Wer je die Buddenbrooks gelesen hat, wird die Szene nie vergessen, in der ein kleiner Junge, dem auf Erden ohnehin nur einige wenige Jahre beschieden sind, erstmals tiefe Trauer erlebt, die frühe Ahnung von Abschied und Verlust – bei der Abfahrt von Travemünde nämlich. Die Sommerferien sind vorbei, und Hanno Buddenbrook muß, begleitet von seinem Kindermädchen, die Rückfahrt nach Lübeck antreten, das Herz voll Kummer. Man fährt durch das Städtchen, jene Straße am Fluß Trave entlang, die den schönen Namen ›Vorderreihe‹ trägt:

»Die bepackte Droschke hielt vorm Kurhause, der Tag war da. Hanno hatte früh morgens der See und dem Strande sein Adieu gesagt; er sagte es nun den Kellnern, die ihre Trinkgelder entgegennahmen, dem Musiktempel, den Rosenbeeten und dieser ganzen Sommerszeit. Und dann, unter den Verbeugungen des Hôtel-Personals, setzte sich der Wagen in Bewegung.

Er passierte die Allee, die zum Städtchen führte und fuhr die ›Vorderreihe‹ entlang … Hanno drückte den Kopf in die Wagenecke und sah, an Ida Jungmann vorbei, die fischäugig, weißhaarig und knochig ihm gegenüber auf dem Rückplatze saß, zum Fenster hinaus. Der Morgenhimmel war weißlich bedeckt, und die Trave warf kleine Wellen, die schnell vor dem Winde daher eilten. Dann und wann prickelten Regentropfen gegen die Scheiben. Am Ausgange der ›Vorderreihe‹ saßen Leute vor ihren Hausthüren und flickten Netze; barfüßige Kinder kamen herbeigelaufen und betrachteten neugierig den Wagen. Die blieben hier …

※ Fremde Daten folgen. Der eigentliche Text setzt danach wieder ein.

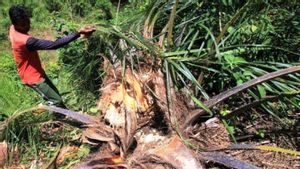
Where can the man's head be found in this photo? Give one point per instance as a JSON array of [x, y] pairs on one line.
[[20, 18]]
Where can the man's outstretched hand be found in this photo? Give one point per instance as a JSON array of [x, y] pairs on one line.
[[87, 30]]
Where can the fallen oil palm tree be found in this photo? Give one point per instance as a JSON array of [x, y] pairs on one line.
[[146, 119], [144, 75], [128, 107]]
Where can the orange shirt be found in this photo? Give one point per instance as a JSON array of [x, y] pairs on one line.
[[28, 62]]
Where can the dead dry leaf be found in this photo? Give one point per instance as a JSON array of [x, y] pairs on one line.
[[65, 152]]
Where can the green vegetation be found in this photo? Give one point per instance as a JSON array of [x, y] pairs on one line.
[[203, 47]]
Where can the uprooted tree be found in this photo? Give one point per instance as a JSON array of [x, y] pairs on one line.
[[155, 112], [146, 120]]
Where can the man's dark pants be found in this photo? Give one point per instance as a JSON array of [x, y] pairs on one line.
[[49, 92]]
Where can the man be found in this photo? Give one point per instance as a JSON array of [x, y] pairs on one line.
[[24, 48]]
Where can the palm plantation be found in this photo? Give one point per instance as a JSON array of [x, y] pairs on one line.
[[166, 84]]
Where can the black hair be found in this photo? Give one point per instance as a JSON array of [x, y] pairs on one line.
[[19, 13]]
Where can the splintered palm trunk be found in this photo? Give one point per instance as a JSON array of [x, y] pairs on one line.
[[145, 120]]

Als der Wagen die letzten Häuser zurückließ, beugte Hanno sich vor, um noch einmal den Leuchtturm zu sehen; dann lehnte er sich zurück und schloß die Augen. ›Nächst’s Jahr wieder, Hannochen‹, sagte Ida Jungmann mit tiefer, tröstender Stimme; aber dieser Zuspruch hatte nur gefehlt, um sein Kinn in zitternde Bewegung zu setzen und die Thränen unter seinen langen Wimpern hervorquellen zu lassen.«

Der Travemünder Hafen, vor 1990 (Blick vom alten Leuchtturm, im Vordergrund das Leuchtenfeld). Heute legen die großen Fährschiffe nicht mehr – wie zu Zeiten der Buddenbrooks ihre prächtigen Schwestern mit Mast und Segel – längs der Vorderreihe an; sie haben weiter hinten einen eigenen Fährhafen, den Skandinavienkai.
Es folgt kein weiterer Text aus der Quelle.